On 7/3/2014 6:26 PM, Bosco Rama wrote:
Hmmm. You are using '--oids' to *include* large objects? IIRC, that's
not the intent of that option. Large objects are dumped as part of a
DB-wide dump unless you request that they not be. However, if you
restrict your dumps to specific schemata and/or tables then the large
objects are NOT dumped unless you request that they are. Something to
keep in mind.
I can get rid of --oids and see what happens. I used to have
cross-table references to OID fields before, so this is no doubt a
holdover, but I think I am now using UUIDs for all such links/references
and the OID fields are just like any other data field. It may not be
needed and I'll see if it speeds up the backup and restores correctly.
Many of the large objects are gzip compressed when stored. Would I be
better off letting PG do its compression and remove gzip, or turn off
all PG compression and use gzip? Or perhaps use neither if my large
objects, which take up the bulk of the database, are already compressed?
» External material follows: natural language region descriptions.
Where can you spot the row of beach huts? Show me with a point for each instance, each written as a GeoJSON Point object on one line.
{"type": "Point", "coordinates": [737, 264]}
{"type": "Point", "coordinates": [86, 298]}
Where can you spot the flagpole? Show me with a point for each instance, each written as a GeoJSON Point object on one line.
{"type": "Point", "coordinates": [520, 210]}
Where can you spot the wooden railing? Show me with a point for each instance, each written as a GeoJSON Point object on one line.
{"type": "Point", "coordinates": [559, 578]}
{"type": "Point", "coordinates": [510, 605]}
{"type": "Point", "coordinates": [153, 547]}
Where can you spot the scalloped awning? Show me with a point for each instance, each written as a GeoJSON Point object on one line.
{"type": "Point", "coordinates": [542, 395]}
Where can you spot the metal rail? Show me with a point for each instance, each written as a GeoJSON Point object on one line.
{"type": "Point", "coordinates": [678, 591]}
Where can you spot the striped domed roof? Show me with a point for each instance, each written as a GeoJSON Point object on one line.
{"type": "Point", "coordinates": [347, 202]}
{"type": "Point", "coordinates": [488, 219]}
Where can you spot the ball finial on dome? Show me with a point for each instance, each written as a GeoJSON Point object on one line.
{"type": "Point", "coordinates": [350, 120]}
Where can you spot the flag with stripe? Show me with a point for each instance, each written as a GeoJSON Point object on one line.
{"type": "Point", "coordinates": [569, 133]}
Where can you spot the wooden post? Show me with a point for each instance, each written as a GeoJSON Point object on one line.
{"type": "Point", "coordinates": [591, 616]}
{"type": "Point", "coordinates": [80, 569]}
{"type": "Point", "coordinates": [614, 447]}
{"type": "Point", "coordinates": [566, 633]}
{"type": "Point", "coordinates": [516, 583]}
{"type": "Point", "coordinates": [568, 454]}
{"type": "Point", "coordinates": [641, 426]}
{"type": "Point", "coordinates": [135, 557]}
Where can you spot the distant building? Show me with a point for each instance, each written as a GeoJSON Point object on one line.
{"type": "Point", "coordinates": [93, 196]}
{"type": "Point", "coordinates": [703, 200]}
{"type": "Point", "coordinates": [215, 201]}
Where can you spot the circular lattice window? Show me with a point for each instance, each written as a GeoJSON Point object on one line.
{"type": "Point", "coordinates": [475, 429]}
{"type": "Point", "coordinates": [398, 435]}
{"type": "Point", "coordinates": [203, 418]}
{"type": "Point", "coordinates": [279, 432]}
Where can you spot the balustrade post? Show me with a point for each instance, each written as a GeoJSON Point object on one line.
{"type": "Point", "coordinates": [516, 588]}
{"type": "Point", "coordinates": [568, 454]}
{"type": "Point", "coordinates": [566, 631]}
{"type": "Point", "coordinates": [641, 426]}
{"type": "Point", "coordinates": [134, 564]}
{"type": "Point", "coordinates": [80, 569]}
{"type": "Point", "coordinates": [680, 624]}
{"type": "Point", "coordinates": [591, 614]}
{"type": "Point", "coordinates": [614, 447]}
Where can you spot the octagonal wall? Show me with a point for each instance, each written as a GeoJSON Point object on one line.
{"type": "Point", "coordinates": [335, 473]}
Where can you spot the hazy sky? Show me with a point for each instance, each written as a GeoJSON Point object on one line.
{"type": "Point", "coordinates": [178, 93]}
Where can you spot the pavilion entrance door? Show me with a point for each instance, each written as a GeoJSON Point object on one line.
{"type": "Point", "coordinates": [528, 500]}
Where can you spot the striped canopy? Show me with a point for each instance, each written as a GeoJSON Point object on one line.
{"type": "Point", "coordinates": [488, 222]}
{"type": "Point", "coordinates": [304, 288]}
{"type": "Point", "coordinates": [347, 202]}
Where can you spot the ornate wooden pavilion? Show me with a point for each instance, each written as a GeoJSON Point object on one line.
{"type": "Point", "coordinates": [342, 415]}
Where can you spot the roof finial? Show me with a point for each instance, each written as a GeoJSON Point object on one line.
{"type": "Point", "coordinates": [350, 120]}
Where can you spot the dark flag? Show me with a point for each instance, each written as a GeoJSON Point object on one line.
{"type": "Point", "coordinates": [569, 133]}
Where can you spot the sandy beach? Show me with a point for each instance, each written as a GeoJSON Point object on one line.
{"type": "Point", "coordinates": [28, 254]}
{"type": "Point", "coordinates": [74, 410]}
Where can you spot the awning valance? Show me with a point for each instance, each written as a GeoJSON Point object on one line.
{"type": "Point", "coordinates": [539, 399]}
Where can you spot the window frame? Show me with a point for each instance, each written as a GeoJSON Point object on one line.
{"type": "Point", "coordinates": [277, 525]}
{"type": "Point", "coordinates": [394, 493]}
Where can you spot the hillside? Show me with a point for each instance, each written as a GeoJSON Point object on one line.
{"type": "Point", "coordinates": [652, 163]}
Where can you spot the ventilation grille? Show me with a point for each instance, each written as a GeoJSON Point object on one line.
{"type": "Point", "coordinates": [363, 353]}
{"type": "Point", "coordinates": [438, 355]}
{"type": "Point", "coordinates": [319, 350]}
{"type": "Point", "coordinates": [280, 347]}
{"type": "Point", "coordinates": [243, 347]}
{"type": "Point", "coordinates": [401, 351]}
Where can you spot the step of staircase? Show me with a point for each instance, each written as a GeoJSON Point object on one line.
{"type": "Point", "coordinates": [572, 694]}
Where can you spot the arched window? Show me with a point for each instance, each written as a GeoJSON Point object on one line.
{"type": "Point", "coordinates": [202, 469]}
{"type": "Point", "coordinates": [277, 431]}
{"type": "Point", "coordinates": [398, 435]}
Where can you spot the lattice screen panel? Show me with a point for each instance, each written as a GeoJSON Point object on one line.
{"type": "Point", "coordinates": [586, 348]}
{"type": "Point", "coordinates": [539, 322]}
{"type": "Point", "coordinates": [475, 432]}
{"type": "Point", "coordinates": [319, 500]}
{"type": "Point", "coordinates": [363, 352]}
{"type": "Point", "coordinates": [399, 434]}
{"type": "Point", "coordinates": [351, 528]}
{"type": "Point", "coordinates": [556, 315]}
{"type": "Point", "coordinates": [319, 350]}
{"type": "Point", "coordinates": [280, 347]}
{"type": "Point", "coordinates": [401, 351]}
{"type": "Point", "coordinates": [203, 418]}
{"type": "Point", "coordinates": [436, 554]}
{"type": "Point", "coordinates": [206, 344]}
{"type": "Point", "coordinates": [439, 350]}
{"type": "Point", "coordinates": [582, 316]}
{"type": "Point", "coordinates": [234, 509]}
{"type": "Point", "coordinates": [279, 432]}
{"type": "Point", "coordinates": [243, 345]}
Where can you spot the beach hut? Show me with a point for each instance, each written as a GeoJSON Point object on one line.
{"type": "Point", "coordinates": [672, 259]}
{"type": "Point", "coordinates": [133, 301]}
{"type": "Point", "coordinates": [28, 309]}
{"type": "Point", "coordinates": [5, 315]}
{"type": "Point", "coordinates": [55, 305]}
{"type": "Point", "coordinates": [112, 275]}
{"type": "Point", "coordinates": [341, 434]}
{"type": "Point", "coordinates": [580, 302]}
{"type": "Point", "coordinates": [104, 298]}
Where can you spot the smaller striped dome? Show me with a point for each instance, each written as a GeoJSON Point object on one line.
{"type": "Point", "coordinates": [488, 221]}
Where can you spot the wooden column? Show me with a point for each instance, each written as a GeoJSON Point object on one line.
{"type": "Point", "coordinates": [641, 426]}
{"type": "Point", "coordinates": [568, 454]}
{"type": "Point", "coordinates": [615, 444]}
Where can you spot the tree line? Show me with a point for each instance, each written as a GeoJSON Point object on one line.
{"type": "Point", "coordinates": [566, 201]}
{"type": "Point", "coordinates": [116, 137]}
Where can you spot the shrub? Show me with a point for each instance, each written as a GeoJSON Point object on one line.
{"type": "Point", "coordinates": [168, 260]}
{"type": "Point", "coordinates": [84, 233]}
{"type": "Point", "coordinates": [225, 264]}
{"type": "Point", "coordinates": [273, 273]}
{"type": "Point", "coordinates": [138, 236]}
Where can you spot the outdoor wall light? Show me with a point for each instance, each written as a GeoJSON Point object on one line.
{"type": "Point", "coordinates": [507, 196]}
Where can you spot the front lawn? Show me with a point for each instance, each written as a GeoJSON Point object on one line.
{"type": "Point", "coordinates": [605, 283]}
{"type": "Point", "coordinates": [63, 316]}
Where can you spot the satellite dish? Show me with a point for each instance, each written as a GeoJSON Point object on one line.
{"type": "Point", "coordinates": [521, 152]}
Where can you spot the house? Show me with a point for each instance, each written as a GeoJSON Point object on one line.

OK. Given all the above (and that gpg will ALSO do compression unless
told not to), I'd go with the following (note lowercase 'z' in gpg
command). Note also that there may be a CPU vs I/O trade-off here that
may make things muddier but the following are 'conceptually' true.
Fast but big
============
$ pg_dump -Z0 -Fc ... $DB | gpg -z0 ... | split
Less fast but smaller
=====================
$ pg_dump -Z1 -Fc ... $DB | gpg -z0 ... | split
I'll give that a try now. I didn't notice any real time savings when I
changed pg_dump without any -Z param to -Z 0, and oddly, not much of a
difference removing gzip entirely.
BTW, is there any particular reason to do the 'split'?
Yes, I transfer the files to Amazon S3 and there were too many troubles
with one really big file.
Thanks again...